Tips for a successful slideshow presentation
August 2, 2017, 9:07 am
It's my job to watch presentations periodically. And then judge them. That's just part of my job. I've seen a few presentations in my day. Some great ones. Mostly mediocre ones. Some bad. Here are some tips I've accrued to help a presenter make their slideshow a little bit better.
- Have page numbers: If there's anything worse than sitting in a presentation and not knowing how long it will last, I don't know what it is. Please for the sake of your attendees, have page numbers on most of your pages (you don't need them for cool power slides) and include a total number as well. Something like 3/40. It makes the whole process so much better.
- Don't read your slides: If you have a paragraph that isn't a direct quote on your slide, don't read it. Paraphrase. Slideshows should augment a presentation, not duplicate it. You should say words that are at least somewhat different than the words on your slide. Don't put pages of text onto the slides if you're just going to read them, put those into your notes, and put something more interesting onto the slideshow.

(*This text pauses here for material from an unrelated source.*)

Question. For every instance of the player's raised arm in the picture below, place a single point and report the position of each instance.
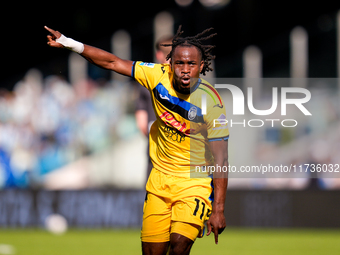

- Use the spacebar, or a presentation remote: Heck, there are apps on the phone that can be used to control a slide deck. Step away from the podium, interact with your audience, and don't try to find the arrow keys every time a slide needs to change. Don't use the arrow keys. Use the space bar. You can find it with your eyes closed. It will advance the slides in every slideshow application ever.
- 40 slides is like... perfect: If you think you have the perfect amount of slides, and it's over 40, you're wrong. Look if you're doing a 2 hour presentation, we might not be talking about the same thing. I'm talking about a 15 to 20 minute presentation to a company. You do not have enough time to cover 60 slides in that amount of time. Which leads me to...
- Don't just skip slides: If your whole plan was just to waft through ten slides saying "and here was some process *click *click *click" DON'T. Don't do that. It takes all the wind out of the sails of your presentation, and it grinds interest to a halt. You've just told me, here's a bunch of stuff I shouldn't be interested in. If you have ten slides worth of nothing, make them into one slide of something. Even if it's ten small things.
- Have an after deck: This is something I've come to realize only after watching many presentations that have a questions and answers session afterwards. You need more content than just your presentation. You need answers to every question that might come up. If you ever had someone disagree during the testing of your product/project you need to be able to justify your decisions, because those same questions are bound to come up if you don't address them directly in the presentation. So have a whole deck of slides after your presentation is over, that answer questions. More research. More designs. Justifications. Statistics and specifications. All that stuff that was too boring for an exciting presentation is all the stuff you would be wishing for during the Q&A.
I might add more to this list later, but I think these are the keypoints that I am constantly noticing with presentations. Things like watch your body language, and your ums, and speak up should all be implied. Check your spelling. Jesus, check your spelling and grammar. Pay someone else to do it.